New report shows Indiana accounts for over half of U.S. economic activity attributable to Great Lakes shipping

A new study released by the Great Lakes and St. Lawrence Seaway maritime industry shows Indiana plays a crucial role in cargo shipping on this binational navigation system. Entitled “Economic Impacts of Maritime Shipping in the Great Lakes St. Lawrence Region,” the study was performed by Martin Associates, a leading economic consulting firm specializing in maritime analysis.

The Great Lakes/St. Lawrence Seaway system serves ports in the eight Great Lakes states and the provinces of Ontario and Quebec. System users include key industries such as steel production, power generation, construction and agriculture.

Located on the south shore of Lake Michigan, the Port of Indiana-Burns Harbor is one of the Great Lakes’ busiest international ports and is beginning a $20 million expansion to double the port’s capacity for handling bulk commodities.

The Great Lakes shoreline spans more than 4,800 miles in the United States, with only 45 miles of that in Indiana. With less than 1 percent of the shoreline, Indiana accounts for over half of the U.S. economic activity related to shipping on the Great Lakes. Cargo movements on the Great Lakes generated the following economic impacts in Indiana during 2017:

  • Supported 66,158 jobs (nearly 45 percent of the total U.S. jobs attributable to Great Lakes shipping)
  • Created $13.7 billion in economic activity (53 percent of U.S. total)
  • Generated $4.9 billion in personal income (47 percent of U.S. total)

The study analyzed the 2017 navigation system and documents that more than 143 million tons of cargo valued at $15.2 billion were moved on the Great Lakes/Seaway system. This cargo created the following economic impacts in the binational region:

  • Supported 237,868 jobs
  • Created $35 billion in economic activity ($25.6 billion in U.S. alone)
  • Generated $14.2 billion in personal income
  • Paid $6.2 billion in federal/state/local taxes

The study also analyzes the economic impacts of specific navigation infrastructure. The St. Lawrence Seaway consists of a series of canals and 15 navigation locks between Lake Erie and Montreal. Commerce utilizing the Seaway supported 92,661 jobs in 2017.
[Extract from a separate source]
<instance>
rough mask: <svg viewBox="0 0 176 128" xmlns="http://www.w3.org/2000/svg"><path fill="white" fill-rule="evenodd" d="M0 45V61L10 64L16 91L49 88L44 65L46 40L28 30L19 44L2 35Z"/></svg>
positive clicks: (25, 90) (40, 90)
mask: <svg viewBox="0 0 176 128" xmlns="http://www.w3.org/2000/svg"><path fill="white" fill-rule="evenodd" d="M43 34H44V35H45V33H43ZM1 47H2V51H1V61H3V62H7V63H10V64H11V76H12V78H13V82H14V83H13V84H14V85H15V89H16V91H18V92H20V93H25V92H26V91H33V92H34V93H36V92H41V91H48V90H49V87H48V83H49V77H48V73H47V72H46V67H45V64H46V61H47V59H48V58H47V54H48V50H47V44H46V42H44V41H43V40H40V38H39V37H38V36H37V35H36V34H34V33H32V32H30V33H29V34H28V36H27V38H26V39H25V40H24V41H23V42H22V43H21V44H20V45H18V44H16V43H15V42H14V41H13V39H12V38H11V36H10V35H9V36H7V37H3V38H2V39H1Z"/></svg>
Operated by the U.S. Army Corps of Engineers, the Soo Locks are located in Sault Ste. Marie, Michigan and connect Lake Superior to the lower four Great Lakes. Commerce transiting the Soo Locks was responsible for 123,172 jobs in 2017.

The study’s sponsors include the Saint Lawrence Seaway Development Corporation, St. Lawrence Seaway Management Corporation, American Great Lakes Ports Association, Chamber of Marine Commerce, Lake Carriers’ Association and the Shipping Federation of Canada.